WASHINGTON — Under fire from parents and politicians, President Biden’s administration announced steps Monday to ease a nationwide shortage of baby formula, including reopening the largest domestic manufacturing plant and increasing imports from overseas.
The Food and Drug Administration said it was streamlining its review process to make it easier for foreign manufacturers to begin shipping formula to the United States.
“We are hopeful this call to the global market will be answered and that international businesses will rise to the occasion to assist in bolstering the supply of products,” said FDA Commissioner Robert Califf, in a statement.
Califf said the United States will prioritize companies that can provide the largest shipments and quickly show documentation that their formulas are safe and meet US nutrition standards.
The imports announcement came shortly after regulators said they’d reached a deal to allow Abbott Nutrition to restart its Sturgis, Mich.-based plant, which has been closed since February because of contamination issues. The company must overhaul its safety protocols and procedures before resuming production.
Neither step will have an immediate effect on tight supplies that have left many parents searching for formula online or in food banks.
After getting the FDA’s OK, Abbott said it will take 8 to 10 weeks before new products begin arriving in stores. The company didn’t set a timeline to restart manufacturing.
Getting imports into the US supply chain could take several months, according to administration officials. Even before the latest change FDA officials said imports of baby formula are already up more than 300 percent from last year.
Monday’s announcement was previewed last week by the White House, which has been leaning on the FDA and formula makers to quickly find ways to alleviate the shortage. Outrage over the issue has quickly snowballed and handed Republicans a fresh talking point to use against Biden ahead of November elections.
The shortage stems from a February recall by Abbott that exacerbated ongoing supply chain disruptions among formula makers, leaving fewer options on stores shelves across much of the country. The shortage has led retailers such as CVS and Walgreens to limit how many containers customers can purchase per visit.
Abbott’s voluntary recall was triggered by four illnesses reported in babies who had consumed powdered formula from the Michigan plant. All four infants were hospitalized with a rare type of bacterial infection and two died.
After a six-week inspection, FDA investigators published a list of problems in March, including lax safety and sanitary standards and a history of bacterial contamination in several parts of the plant.

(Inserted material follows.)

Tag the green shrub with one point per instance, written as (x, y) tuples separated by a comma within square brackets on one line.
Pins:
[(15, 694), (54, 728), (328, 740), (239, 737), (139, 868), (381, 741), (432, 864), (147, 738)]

Chicago-based Abbott has emphasized that its products have not been directly linked to the bacterial infections in children. Samples of the bacteria found at its plant did not match the strains collected from the babies by federal investigators. The company has repeatedly stated it is ready to resume manufacturing, pending an FDA decision.
Former FDA officials say fixing the type of problems uncovered at Abbott’s plant takes time, and infant formula facilities receive more scrutiny than other food facilities. Companies need to exhaustively clean the facility and equipment, retrain staff, repeatedly test and document there is no contamination.
As part of the FDA’s new import policy, regulators said companies would need to provide documentation of their factory’s inspections.
Pediatricians say baby formulas produced in Canada and Europe are roughly equivalent to those in the United States. But traditionally, 98 percent of the US infant formula supply is made domestically. Companies seeking to enter the United States face several major hurdles, including rigorous research and manufacturing standards imposed by the FDA.
San Diego father Steven Hyde has faced heart-wrenching challenges finding formula for his medically fragile daughter, who was on an Abbott formula but has had to switch with the recall and subsequent shortages in other brands.
Zoie Hyde was born 19 months ago with no kidneys, a rare life-threatening condition that requires dialysis and a feeding tube until she weighs enough for a kidney transplant.
Hyde said he used an organic brand from overseas until costs and customs hurdles made that too difficult. Friends and strangers from out of state have sent him other brands, but each switch requires more blood tests and monitoring, Davis said.
Despite her challenges, Zoie is walking, talking, and “doing pretty good” on other developmental milestones, Davis said.
“She’s a shining light in my life,” he said.